Much like how Eastwood played gunslingers in the latter part of his
western career, Jackman infuses a grizzled and beleaguered humanity into
Logan that we've not seen before, and it's a searing performance laced
with deep rooted anxieties, fears, and regrets.
He's magnificently flanked by Stewart, who really is allowed to
make grand usage of his thespian chops this go around to evoke a frail
Charles that has beaten down by life.
And then there's Dafne Keen, who has the most thankless task in
credibly making Laura a ferociously strong figure of interest in the film
in a mostly non-verbal performance early on.
She has a captivatingly stern faced and caged intensity that displays a
vast maturity beyond her years. It's only
somewhat disappointing that the main villains here are somewhat one-note,
like Boyd Holbrook's despicably determined bounty hunter with a mechanical hand
that has a great look, but not much else going on beyond that.

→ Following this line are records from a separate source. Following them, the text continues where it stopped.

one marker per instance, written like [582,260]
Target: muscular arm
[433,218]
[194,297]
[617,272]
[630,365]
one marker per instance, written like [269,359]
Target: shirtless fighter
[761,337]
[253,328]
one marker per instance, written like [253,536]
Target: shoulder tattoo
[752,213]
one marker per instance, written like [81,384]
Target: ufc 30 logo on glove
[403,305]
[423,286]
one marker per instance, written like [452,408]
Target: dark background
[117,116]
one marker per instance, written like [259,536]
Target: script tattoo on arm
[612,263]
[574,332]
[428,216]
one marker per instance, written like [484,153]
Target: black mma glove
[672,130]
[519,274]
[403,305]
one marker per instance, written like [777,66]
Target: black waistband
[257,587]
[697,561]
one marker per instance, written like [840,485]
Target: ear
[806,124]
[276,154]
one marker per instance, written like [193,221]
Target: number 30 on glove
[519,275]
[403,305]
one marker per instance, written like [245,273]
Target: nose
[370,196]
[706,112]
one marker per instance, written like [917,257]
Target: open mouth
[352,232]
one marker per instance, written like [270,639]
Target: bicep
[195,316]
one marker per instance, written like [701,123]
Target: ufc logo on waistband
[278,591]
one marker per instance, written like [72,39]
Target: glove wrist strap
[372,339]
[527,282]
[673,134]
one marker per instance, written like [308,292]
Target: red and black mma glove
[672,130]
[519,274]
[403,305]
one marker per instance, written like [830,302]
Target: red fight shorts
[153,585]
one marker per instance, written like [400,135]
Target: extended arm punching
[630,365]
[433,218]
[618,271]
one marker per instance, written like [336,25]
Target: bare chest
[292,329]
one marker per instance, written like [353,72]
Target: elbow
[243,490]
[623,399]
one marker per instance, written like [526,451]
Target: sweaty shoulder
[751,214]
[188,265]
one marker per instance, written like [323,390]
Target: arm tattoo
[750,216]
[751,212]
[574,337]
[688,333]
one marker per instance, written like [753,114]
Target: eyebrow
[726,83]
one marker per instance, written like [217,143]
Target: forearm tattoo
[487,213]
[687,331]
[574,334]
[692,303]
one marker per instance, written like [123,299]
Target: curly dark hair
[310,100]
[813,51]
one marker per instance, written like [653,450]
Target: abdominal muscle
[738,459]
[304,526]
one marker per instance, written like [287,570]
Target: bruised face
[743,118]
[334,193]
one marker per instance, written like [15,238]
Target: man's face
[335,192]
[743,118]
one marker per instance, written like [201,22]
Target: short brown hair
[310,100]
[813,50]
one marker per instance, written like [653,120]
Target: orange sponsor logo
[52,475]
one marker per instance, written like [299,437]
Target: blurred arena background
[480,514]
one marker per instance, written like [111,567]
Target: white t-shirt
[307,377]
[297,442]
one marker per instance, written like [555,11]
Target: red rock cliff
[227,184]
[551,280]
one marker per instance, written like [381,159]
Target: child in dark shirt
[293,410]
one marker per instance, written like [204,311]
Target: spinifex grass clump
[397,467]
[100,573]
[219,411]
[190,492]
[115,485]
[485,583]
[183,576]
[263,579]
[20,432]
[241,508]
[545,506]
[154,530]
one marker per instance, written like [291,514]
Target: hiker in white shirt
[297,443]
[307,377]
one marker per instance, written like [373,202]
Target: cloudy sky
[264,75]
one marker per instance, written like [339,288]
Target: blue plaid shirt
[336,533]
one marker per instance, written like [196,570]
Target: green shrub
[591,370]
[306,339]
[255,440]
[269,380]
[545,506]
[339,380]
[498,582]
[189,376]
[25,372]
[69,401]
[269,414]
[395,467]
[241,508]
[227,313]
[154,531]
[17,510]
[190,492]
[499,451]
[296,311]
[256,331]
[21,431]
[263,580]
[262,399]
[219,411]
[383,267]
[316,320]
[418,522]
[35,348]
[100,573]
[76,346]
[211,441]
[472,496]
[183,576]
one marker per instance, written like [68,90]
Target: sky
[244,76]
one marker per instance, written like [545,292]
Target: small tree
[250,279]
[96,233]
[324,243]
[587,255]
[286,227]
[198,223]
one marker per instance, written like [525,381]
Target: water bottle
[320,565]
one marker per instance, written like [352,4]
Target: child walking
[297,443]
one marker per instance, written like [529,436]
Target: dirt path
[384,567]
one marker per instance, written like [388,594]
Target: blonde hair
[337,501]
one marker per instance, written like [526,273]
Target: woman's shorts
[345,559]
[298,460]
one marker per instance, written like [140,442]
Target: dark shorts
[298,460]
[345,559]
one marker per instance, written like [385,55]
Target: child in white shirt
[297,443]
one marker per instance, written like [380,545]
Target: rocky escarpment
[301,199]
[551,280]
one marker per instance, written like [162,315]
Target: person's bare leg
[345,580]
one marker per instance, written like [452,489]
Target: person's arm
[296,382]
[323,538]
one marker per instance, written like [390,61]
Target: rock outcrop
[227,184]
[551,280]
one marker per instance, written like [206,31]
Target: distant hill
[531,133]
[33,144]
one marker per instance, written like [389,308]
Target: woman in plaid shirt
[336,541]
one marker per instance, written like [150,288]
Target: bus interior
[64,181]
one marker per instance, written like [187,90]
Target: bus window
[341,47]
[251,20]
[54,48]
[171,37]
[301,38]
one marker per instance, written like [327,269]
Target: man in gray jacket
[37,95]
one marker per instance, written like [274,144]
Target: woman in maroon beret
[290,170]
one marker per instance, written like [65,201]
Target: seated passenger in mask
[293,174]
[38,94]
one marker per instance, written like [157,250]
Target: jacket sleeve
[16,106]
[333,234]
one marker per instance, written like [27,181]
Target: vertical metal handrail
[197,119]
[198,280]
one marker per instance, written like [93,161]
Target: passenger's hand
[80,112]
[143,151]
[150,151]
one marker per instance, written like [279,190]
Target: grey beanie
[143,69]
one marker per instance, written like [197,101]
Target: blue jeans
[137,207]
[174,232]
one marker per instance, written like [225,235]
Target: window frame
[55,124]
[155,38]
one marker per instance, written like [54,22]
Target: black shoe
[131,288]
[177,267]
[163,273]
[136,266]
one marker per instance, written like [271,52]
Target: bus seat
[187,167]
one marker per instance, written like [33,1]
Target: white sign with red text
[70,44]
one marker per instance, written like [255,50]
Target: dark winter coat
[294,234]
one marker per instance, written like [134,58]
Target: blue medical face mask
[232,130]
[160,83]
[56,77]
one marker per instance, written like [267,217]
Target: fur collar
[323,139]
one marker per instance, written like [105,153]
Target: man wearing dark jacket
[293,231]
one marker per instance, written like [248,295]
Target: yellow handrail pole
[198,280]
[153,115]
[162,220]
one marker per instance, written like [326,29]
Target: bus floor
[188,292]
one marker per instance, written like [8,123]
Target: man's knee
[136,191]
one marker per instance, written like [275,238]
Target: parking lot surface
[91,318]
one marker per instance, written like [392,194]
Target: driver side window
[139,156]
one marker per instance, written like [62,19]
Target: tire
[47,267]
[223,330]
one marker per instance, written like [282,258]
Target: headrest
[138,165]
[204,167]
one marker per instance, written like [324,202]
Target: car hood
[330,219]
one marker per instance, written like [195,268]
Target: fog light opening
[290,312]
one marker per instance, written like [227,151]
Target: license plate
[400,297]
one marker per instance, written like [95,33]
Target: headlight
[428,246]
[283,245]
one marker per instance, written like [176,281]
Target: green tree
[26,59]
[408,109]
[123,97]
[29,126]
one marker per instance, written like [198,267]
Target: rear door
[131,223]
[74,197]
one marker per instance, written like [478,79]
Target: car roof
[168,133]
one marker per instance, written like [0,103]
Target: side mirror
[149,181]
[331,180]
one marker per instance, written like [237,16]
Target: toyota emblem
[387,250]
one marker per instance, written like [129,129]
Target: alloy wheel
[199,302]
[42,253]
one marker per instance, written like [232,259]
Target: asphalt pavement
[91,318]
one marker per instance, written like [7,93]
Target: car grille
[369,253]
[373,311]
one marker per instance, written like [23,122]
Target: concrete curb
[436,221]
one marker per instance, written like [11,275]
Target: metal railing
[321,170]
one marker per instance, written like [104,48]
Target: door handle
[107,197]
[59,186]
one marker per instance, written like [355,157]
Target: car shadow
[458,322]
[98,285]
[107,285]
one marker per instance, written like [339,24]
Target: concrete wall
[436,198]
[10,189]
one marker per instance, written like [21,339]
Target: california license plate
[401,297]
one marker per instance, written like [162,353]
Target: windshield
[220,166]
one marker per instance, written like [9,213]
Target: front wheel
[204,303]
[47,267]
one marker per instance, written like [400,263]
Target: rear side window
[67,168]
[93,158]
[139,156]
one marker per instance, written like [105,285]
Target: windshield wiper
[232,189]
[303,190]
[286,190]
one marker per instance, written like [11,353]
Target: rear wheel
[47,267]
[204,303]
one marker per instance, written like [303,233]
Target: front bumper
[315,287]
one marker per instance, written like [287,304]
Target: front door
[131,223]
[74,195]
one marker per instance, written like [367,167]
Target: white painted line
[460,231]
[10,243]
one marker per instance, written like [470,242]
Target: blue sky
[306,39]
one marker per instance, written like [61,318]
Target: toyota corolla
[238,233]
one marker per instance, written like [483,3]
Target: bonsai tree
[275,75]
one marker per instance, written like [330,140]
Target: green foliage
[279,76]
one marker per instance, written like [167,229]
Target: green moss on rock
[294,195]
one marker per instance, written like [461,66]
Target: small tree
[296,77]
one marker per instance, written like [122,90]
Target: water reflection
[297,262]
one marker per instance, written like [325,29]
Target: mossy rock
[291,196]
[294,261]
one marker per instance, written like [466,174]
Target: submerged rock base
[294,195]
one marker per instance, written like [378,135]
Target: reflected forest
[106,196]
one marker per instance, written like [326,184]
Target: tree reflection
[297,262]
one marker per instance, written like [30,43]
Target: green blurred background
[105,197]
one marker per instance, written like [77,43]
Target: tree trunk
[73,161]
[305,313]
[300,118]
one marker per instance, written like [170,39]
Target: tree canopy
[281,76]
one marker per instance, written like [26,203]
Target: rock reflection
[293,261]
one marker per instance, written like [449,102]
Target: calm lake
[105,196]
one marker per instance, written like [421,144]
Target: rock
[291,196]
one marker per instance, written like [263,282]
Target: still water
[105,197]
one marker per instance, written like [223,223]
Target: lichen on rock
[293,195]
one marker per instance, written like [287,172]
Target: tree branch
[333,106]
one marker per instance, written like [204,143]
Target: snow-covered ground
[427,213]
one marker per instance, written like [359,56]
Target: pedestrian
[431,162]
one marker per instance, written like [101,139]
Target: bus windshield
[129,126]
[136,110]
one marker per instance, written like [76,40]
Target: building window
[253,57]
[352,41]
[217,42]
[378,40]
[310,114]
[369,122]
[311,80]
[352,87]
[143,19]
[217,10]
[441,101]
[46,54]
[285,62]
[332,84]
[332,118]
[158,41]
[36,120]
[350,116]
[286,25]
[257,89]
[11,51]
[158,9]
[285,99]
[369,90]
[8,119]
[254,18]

That, and LOGAN is perhaps a bit too long for its own good at
nearly two and a half hours, and despite a sensationally impactful climax
that will surely leave audiences both awestruck and a bit teary eyed by
the time the end credits roll by, I nevertheless felt a bit exhausted by
the whole affair. I guess
those are just minor nitpicks that don't really distract from the whole,
because LOGAN is a real complete package as far as super hero films go,
seeing as it gives us all of the visceral action that we've come to
expect from this series while simultaneously crafting a surprisingly
sentimental and moving story that brings Logan's cinematic storyline to a
deeply satisfying sense of closure. It's
also an exceedingly rare comic book blockbuster that grippingly transcends
its over-saturated genre by being the trendsetting hypodermic needle to the heart that it
needs. LOGAN
proves that you can joyously celebrate the comic book movie genre while
not being a slave to its overused and repetitive conventions. There's a great and quietly strong moment in LOGAN that speaks volumes to the film's approach. Charles and Laura are watching the western SHANE, which pitch perfectly echoes the type of film that LOGAN is trying to be. As the aging gunslinger tells the tearful lad in SHANE's climax, "There's no living with a killing. There's no going back from it. Right or wrong...it's a brand...a brand that sticks." Like the aging hero in George Stevens 1953 classic, Logan can't escape his violent past, as it has a way of creeping up on in when he least wants it to. That's precisely why LOGAN is probably one of the finest westerns featuring mutants ever conceived and executed.